15. O projeto postulado deve ter algum estado de avanço?

Não necessariamente. O mais relevante é que o dono do projeto possa demonstrar capacidade técnica, operacional e de gestão para o financiamento das atividades de implementação do projeto.

16. Quanto tempo requer a certificação de um projeto?

Entre 10 e 18 meses, dependendo da informação disponível e do avanço do projeto.

17. Como é definido o valor de comercialização dos créditos de carbono?

O modelo de governança do programa Conexão Jaguar estabelece que a negociação é realizada entre a South Pole e o proponente e é um item de confidencialidade entre as partes, expresso no ERPA.

18. Quem paga o processo de verificação dos créditos?

O custo até a primeira verificação é pago pela ISA e gira em torno de 120 mil reais por projeto. Inclui análise de viabilidade, due diligence, elaboração do PDD, monitoramento, validação e registro.

19. O Programa Conexão Jaguar é responsável pelas verificações posteriores?

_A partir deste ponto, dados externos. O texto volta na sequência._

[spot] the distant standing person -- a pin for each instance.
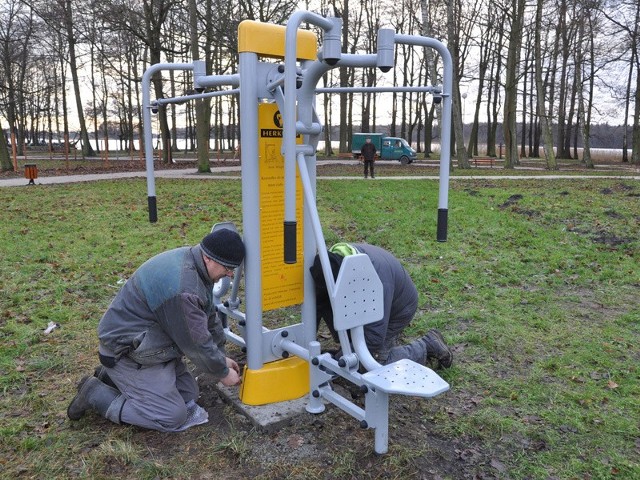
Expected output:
(368, 152)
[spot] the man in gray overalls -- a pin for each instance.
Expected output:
(400, 305)
(164, 312)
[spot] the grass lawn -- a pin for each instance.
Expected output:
(537, 289)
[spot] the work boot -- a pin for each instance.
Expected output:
(101, 374)
(437, 348)
(95, 395)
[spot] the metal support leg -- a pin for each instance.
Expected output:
(377, 417)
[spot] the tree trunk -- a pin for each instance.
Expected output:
(201, 107)
(540, 93)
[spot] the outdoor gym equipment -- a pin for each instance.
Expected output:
(280, 134)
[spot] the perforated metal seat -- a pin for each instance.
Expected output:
(406, 377)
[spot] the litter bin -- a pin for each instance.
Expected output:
(31, 173)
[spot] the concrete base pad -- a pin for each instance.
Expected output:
(267, 418)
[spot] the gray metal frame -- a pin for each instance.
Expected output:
(294, 89)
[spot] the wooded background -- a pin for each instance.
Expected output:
(541, 73)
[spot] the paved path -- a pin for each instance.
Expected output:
(190, 173)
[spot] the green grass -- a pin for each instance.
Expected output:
(537, 288)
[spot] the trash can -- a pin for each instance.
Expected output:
(31, 173)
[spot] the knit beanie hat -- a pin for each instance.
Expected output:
(224, 246)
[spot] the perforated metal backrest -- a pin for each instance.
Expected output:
(358, 298)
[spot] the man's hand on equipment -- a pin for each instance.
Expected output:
(233, 377)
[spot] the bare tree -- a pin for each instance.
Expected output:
(511, 84)
(540, 92)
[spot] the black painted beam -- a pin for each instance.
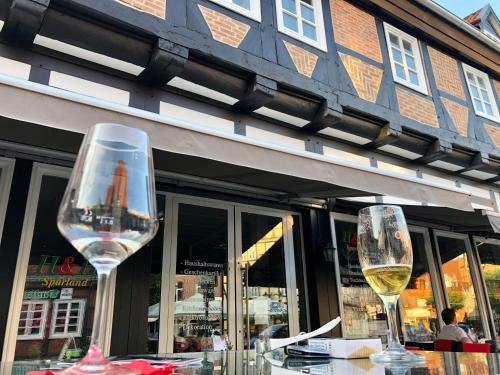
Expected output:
(24, 20)
(388, 134)
(328, 115)
(478, 161)
(260, 92)
(437, 151)
(167, 61)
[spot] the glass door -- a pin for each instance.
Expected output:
(200, 300)
(265, 274)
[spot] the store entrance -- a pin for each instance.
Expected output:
(231, 276)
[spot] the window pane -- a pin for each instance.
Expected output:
(364, 314)
(417, 301)
(489, 256)
(407, 48)
(307, 12)
(309, 31)
(290, 22)
(410, 61)
(396, 55)
(289, 5)
(413, 77)
(243, 3)
(400, 71)
(458, 281)
(394, 41)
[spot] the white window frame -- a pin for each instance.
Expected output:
(422, 86)
(43, 319)
(65, 334)
(253, 12)
(479, 74)
(320, 43)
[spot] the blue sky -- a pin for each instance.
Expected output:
(463, 8)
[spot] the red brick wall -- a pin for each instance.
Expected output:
(417, 107)
(446, 73)
(224, 29)
(155, 7)
(355, 29)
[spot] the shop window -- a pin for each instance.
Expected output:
(417, 302)
(363, 311)
(460, 289)
(481, 93)
(248, 8)
(406, 61)
(302, 20)
(32, 320)
(489, 256)
(67, 318)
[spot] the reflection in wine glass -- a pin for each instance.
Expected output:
(386, 259)
(108, 212)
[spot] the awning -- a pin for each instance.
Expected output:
(259, 164)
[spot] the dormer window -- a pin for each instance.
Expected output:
(247, 8)
(302, 20)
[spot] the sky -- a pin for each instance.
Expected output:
(463, 8)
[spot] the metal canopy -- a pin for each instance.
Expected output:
(220, 155)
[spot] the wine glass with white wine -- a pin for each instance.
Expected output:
(108, 212)
(386, 259)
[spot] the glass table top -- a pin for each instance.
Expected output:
(277, 363)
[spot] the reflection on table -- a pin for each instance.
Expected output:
(276, 363)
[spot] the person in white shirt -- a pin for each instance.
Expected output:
(451, 331)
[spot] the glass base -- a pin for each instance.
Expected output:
(398, 357)
(94, 363)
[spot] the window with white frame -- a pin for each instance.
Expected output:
(248, 8)
(32, 320)
(406, 61)
(481, 93)
(67, 318)
(303, 20)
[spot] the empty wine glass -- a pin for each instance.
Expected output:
(386, 259)
(108, 212)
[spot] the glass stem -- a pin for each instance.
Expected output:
(393, 336)
(101, 309)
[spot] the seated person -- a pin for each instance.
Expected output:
(451, 331)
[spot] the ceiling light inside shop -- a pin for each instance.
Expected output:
(84, 54)
(345, 136)
(268, 112)
(201, 90)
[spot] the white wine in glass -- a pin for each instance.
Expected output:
(108, 212)
(386, 259)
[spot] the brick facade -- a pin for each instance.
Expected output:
(494, 133)
(154, 7)
(365, 77)
(355, 29)
(446, 73)
(304, 61)
(417, 107)
(459, 115)
(224, 29)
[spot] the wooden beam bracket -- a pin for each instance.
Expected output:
(167, 61)
(24, 20)
(328, 115)
(259, 93)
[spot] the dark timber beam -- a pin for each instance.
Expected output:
(259, 93)
(437, 151)
(328, 115)
(388, 134)
(478, 161)
(167, 61)
(24, 20)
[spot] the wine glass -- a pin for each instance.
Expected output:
(108, 212)
(386, 259)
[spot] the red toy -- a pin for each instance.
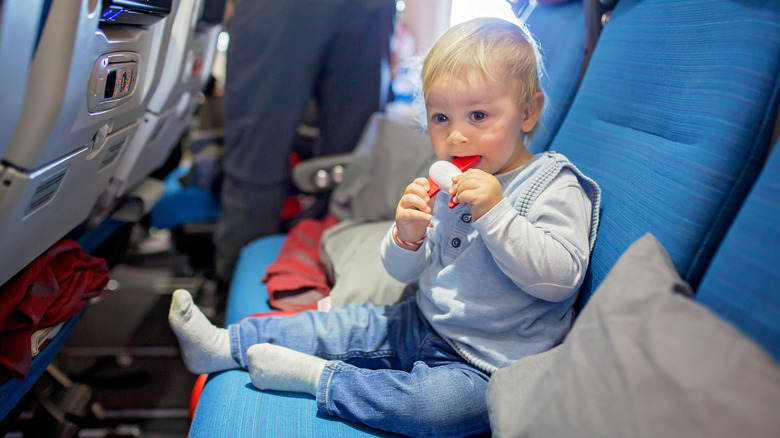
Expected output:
(444, 171)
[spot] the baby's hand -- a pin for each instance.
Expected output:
(414, 213)
(478, 188)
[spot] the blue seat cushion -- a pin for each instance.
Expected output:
(673, 120)
(742, 285)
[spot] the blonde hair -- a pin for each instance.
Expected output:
(488, 48)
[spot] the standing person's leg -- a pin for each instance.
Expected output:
(356, 73)
(273, 63)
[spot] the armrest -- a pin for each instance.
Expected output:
(320, 174)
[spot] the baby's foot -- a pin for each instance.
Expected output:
(281, 369)
(204, 347)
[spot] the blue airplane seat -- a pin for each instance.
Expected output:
(562, 57)
(742, 284)
(229, 395)
(673, 119)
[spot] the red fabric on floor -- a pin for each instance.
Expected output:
(297, 278)
(53, 288)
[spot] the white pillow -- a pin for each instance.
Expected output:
(642, 360)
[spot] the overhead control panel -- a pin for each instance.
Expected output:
(135, 12)
(112, 81)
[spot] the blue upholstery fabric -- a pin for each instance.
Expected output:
(562, 54)
(742, 285)
(673, 119)
(13, 390)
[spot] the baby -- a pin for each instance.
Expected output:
(498, 274)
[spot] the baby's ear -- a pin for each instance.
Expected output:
(532, 111)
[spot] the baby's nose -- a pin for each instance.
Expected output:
(456, 136)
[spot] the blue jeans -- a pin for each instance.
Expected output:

A partir da primeira verificação dos créditos, fica a cargo exclusivo do proponente os custos decorrentes das próximas verificações para as novas emissões de créditos. As novas verificações possuem um custo reduzido em relação à primeira.

20. Como serão vendidos os créditos?

A primeira verificação tem cerca de 3 anos, nesse período o proponente tem que vender parte dos créditos para a ISA e suas empresas, quantidade da ISA será negociada pela South Pole no início do projeto. O valor excedente menos créditos vendidos para ISA e os créditos para a fidúcia podem ser comercializados pelo proponente no mercado. As quantidades são acordadas durante o processo de due diligence.

21. Como funciona a Fidúcia?

Na primeira verificação o proponente aporta cerca de 30.000 créditos para o programa, este valor é negociável de acordo com o projeto. Esse crédito é cobrado uma única vez. Os créditos são vendidos pela South Pole e a receita é colocada 100% à disposição do programa para novas verificações. Desta forma o programa torna-se autossustentável.

22. O monitoramento da biodiversidade é realizado pelas câmaras trampas elas se mantem até o final da parceria sem custo do proponente?

Nos 3 anos iniciais, primeiro ciclo, as câmeras são custos do PCJ. Depois o proponente terá que manter esse monitoramento, a alteração do monitoramento pode impactar a revalidação dos créditos para o próximo ciclo.